The AI firm was co-founded by Lin Qiao who also holds the seat of the CEO in the company. After serving as the Senior Director of Engineering at Meta and working with AI frameworks and platforms, Qiao and her team founded the startup in October 2022, as per her LinkedIn profile. In a conversation with TechCrunch, she explained the business model of Fireworks.ai, highlighting the fine-tuning service they provide. She said, “It can be either off the shelf, open source models or the models we tune or the models our customer can tune by themselves. All three varieties can be served through our inference engine API.”
This puts the firm in a unique position where while it is not innovating at the foundation model level, it is bridging the gap between an LLM and a business-ready product that can be deployed seamlessly. With a primary focus on building APIs, Fireworks.ai lets its enterprise clients plug and play any open-source AI model in its catalogue. As per the report, the company also lets businesses experiment with different AI models to choose the one that fits their needs.
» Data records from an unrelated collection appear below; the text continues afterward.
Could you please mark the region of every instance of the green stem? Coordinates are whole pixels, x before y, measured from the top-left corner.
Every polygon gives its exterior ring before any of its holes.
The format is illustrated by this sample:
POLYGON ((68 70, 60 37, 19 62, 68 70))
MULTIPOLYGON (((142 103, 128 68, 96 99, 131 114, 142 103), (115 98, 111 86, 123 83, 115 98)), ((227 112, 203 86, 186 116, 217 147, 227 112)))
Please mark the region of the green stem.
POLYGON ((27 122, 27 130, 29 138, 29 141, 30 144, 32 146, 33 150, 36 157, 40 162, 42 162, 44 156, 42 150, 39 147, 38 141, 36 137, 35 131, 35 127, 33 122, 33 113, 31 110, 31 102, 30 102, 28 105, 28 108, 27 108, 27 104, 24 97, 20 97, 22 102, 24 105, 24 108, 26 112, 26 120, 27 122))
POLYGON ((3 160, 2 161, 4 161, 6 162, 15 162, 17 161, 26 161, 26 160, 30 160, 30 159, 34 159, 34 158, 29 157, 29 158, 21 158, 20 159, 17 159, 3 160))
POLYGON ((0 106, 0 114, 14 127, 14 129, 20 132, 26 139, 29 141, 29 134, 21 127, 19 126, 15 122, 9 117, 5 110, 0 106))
At present, the startup claims to contain 89 open-source LLMs such as Mixtral MoE 8x7B Instruct, Meta’s Llama 2 70B Chat, Google’s Gemma 7B Instruct, Stability AI’s Stable Diffusion XL, and more. The AI firm offers the models in either serverless format that does not require businesses to configure hardware or deploy models, or as on-demand models which are available for dedicated deployments, served on reserved GPU configurations according to business needs.
For the on-demand format, Fireworks.ai has three payment plans — Developer, Business, and Enterprise — where the Developer plan comes with a pay-per-usage structure and a rate limit of 600 requests per minute, the Enterprise tier has custom pricing offers and unlimited rate limits. The serverless format is billed at a per-token pricing plan where different models, depending on whether they are text-only, image-only, or multimodal, will fetch a different price.